How to Safeguard Your E-Book Library
In recent years, digital books, or e-books, have taken off, fueled by a growing number of portable devices and apps that let users browse and purchase books from virtually anywhere.
To be able to have your entire personal library only a few finger taps away, and to be able to read a book on one device and pick up where you left off on another, is undeniably convenient, but it comes at a cost, as demonstrated by the recent story of Linn Nygaard, a Norwegian who had her entire digital library erased by Amazon with no explanation (her collection has since been restored, perhaps in response to the public outcry that the case triggered).
How can I prevent my digital library from being erased?
What happened to Nygaard is a nightmare scenario for any digital bookworm. Fortunately, there are steps you can take to prevent this from happening to you.
Perhaps the simplest thing to do is turn off the Wi-Fi or cellular Internet connection on your e-reader; get e-booksby first purchasing them on your computer and then transferring them to your device via a data cord.
This way, even if Amazon shuts down your account, the e-books on your Kindle are still safe.
What if I don’t want to keep the Internet connection on my e-reader turned off?
Admittedly, turning off your e-reader's Internet connection makes buying and reading e-books much more of a chore. After all, a big selling point of the Kindle and similar devices is their ability to browse and purchase books on their own.
If you don't want to give up this ability, another thing you can do is to create a backup of your e-books in case you need to restore them later.
To do this, connect your e-reader to your computer. It should show up as a drive that you can add or remove files from. Navigate to the folder where e-book files are stored —on the Kindle E Ink devices, it's "documents" — and copy the book files to your computer.
For Kindles, the e-book format is .azw or .azw3, while Barnes & Noble's Nook device uses the more universally accepted .epub format.
Now that you've created a copy of your e-books, you can restore them to your e-reader if your device is ever wiped. Remember to turn off your e-reader’s Internet connection after the restore to prevent it from being wiped again.
However, this is only a stopgap solution.
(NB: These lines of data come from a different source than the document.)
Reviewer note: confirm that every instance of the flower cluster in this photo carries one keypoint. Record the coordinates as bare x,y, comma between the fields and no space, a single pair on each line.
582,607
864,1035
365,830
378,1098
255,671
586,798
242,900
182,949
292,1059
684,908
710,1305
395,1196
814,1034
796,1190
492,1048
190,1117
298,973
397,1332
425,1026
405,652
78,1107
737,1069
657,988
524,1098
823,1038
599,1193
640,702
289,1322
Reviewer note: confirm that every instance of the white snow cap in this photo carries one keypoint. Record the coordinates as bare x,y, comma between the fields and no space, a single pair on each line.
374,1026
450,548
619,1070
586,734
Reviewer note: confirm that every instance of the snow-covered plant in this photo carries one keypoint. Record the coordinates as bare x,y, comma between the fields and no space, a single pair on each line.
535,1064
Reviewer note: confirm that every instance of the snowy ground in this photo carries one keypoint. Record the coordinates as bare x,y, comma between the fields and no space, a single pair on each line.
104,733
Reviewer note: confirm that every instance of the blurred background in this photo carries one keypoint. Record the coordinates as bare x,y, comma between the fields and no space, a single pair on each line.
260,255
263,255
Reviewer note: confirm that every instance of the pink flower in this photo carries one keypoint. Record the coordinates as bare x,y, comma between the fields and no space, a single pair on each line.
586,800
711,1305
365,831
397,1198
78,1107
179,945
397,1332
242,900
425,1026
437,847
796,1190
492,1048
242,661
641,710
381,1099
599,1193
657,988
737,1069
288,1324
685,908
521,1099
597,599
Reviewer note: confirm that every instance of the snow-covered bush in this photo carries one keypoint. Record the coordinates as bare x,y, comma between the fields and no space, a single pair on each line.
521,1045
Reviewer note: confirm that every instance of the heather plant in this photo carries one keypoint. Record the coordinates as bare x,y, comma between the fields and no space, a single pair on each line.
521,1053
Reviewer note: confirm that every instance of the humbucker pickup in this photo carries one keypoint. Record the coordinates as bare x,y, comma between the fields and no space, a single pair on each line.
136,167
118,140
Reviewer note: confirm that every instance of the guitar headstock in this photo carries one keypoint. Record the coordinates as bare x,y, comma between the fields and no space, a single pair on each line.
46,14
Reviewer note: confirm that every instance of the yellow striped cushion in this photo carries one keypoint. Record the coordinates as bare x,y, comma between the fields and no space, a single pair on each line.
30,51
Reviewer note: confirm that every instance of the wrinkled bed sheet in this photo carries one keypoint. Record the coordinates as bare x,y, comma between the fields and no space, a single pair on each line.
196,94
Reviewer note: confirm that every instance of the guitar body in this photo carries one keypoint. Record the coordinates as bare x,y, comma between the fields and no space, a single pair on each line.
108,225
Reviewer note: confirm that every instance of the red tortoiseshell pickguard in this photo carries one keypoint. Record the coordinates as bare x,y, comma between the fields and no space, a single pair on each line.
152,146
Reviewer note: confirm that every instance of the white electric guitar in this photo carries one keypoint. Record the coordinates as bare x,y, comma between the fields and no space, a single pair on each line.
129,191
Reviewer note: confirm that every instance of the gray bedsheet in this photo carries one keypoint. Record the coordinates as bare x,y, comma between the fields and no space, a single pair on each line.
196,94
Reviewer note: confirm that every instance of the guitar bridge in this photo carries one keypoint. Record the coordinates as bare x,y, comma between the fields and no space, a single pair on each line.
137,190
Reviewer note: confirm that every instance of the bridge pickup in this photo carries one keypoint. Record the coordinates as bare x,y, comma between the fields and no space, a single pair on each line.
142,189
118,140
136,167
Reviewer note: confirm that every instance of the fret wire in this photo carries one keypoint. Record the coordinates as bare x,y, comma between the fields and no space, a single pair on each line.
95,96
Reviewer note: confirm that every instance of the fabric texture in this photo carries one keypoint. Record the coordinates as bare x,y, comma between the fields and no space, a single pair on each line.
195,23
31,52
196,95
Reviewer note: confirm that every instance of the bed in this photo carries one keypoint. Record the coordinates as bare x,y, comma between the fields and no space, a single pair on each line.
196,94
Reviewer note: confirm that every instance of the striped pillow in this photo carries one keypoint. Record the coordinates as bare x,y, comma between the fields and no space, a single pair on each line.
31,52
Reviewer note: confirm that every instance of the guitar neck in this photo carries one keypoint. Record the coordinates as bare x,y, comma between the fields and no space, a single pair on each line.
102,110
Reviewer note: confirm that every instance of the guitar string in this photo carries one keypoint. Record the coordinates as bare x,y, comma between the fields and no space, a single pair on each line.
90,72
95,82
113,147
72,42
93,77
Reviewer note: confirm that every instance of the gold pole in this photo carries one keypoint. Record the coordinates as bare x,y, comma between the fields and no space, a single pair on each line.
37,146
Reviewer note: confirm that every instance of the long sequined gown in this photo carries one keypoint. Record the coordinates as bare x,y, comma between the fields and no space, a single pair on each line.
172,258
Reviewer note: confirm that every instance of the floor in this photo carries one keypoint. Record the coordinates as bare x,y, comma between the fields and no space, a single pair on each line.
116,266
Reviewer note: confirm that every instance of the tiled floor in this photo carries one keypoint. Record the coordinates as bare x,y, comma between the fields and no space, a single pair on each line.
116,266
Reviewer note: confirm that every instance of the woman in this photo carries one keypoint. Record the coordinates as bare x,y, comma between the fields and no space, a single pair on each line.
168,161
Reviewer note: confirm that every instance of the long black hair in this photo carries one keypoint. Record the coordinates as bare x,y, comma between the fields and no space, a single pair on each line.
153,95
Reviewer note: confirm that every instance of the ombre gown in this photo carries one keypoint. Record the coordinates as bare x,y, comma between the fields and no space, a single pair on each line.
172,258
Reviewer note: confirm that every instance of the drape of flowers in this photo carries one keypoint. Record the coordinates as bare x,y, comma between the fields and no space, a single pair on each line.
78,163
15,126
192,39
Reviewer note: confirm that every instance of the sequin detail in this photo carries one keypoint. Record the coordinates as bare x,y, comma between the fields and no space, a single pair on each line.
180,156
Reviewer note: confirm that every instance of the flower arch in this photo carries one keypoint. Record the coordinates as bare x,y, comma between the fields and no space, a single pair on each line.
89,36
You’ll have all of your old e-books, but if your Amazon or Barnes & Nobles account has been permanently shut down, you won’t able to buy new e-books for your device from them. In this case, it may be time to switch to another e-reader.
How can I transfer my e-books to another device?
Unfortunately, moving e-books between different e-readers is not easy. It requires stripping the protection that is built into your e-book files. Called Digital Rights Management, or DRM, companies put this safeguard in place to prevent their e-books from being pirated over the Internet or easily transferred to competing devices.
Note that it is technically illegal to strip the DRM from e-books, but if you feel strongly that companies shouldn't be able to take back books that you've already purchased, there are ways to do so. One of the most popular methods is to use a free e-book management program called Calibre in conjunction with plugins to strip the DRM from e-books and convert them to other e-book formats such as .epub or .mobi. This latter step is necessary for Kindle e-books because Amazon uses their own proprietary e-book format that is not compatible with other readers.
We won't go into the details of how to remove the DRM from your e-books here, but tutorials can be easily found online.